Bringing Wellness Orientation to the Global Forum


Last January, the ACCAHC board discussed some of the proposed themes for the two-day forums, to identify ACCAHC’s highest priorities and essentially to give Liza Goldblatt and me our marching orders for the March 7-8 meeting. We examined a dozen of these theme areas that the IOM staff had proposed.

At one point, someone said, “I don’t see anything here on educating health care professionals towards a wellness orientation, towards empowering people and communities to be and stay healthy, to promote and create health.” The rest of the board quickly agreed that this is a theme that ACCAHC needs to propose and advocate for exploration. As we look ahead into this new century, the century after the Flexner centennial, might this not become the most important breakthrough direction for health professional education?

I was able to represent this theme at the March meeting and in subsequent email discussions. Happily, I can report that we have been getting some good feedback from the Forum leadership. We are not alone; there are others who affirm that they feel it’s a great theme to have on the table.

It’s a theme that is by no means limited to CAM. It should be something that everyone can enthusiastically support.


It is not about CAM at all, though it happens to be a place where all of our disciplines have a similar philosophy, even if we don’t always practice it. We sometimes practice in a disease model and just respond to the presenting conditions with a quick adjustment or a set of needles. But philosophically, all of our disciplines claim to be interested in being health-focused, and to be engaged deeply in teaching and trying to empower the people who seek our care.

I think, honestly, that if ACCAHC does its work well, we can provide some leadership in re-engaging all of our fields more deeply in that conceptual framework. The better we practice what we’d like to see, the more we will be capable of providing leadership in health care. At any rate, we are putting that concept out there, urging this direction as a legacy for this IOM initiative.

Aiming High


I believe this actually has the potential to attain something approaching a Flexnerian weight and dimension, so that in the future, people can look back and say that starting in 2012, this group set a course to train health professionals not merely to react in the moment, or to suppress the symptoms of diseases, but to realize that their job description needs to be much more expansive.

How can we train health professionals to see that their highest and best use is to empower people to not need their services? If this means taking on the payment system, well, who says that shouldn’t be the job of those who are getting paid? The Flexnerian revolution in medicine, directly and indirectly, led us to the tertiary care cathedrals that are draining the lifeblood of our economy and failing terribly to create health in individuals and populations.
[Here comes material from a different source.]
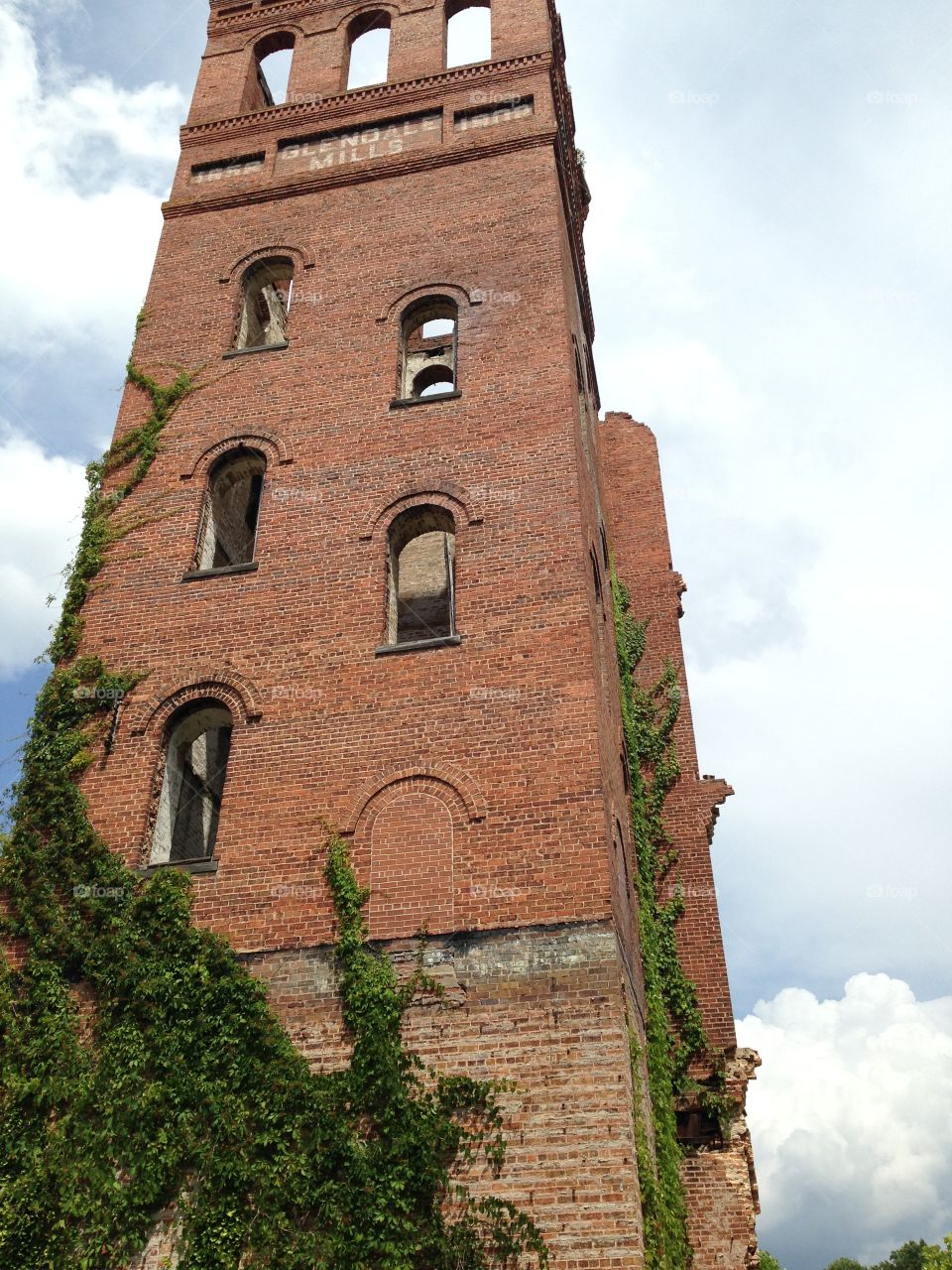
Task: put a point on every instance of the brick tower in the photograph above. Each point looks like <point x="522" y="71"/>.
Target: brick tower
<point x="371" y="585"/>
The challenge before us is to create academic health programs that train people to drive care back out into communities, and, where possible, back into people’s homes and families in the form of self-care and self-efficacy. If we together can rise to that call, we could actually achieve the same level of revolution that Flexner’s report created 100 years ago. It’s the high ground on which our ACCAHC disciplines stand. And, of course, it would have significant implications for education inside and outside our own fields.

A previous version of this article was published in Health Insights Today, a publication of Cleveland Chiropractic College-Kansas City, and is reprinted with permission.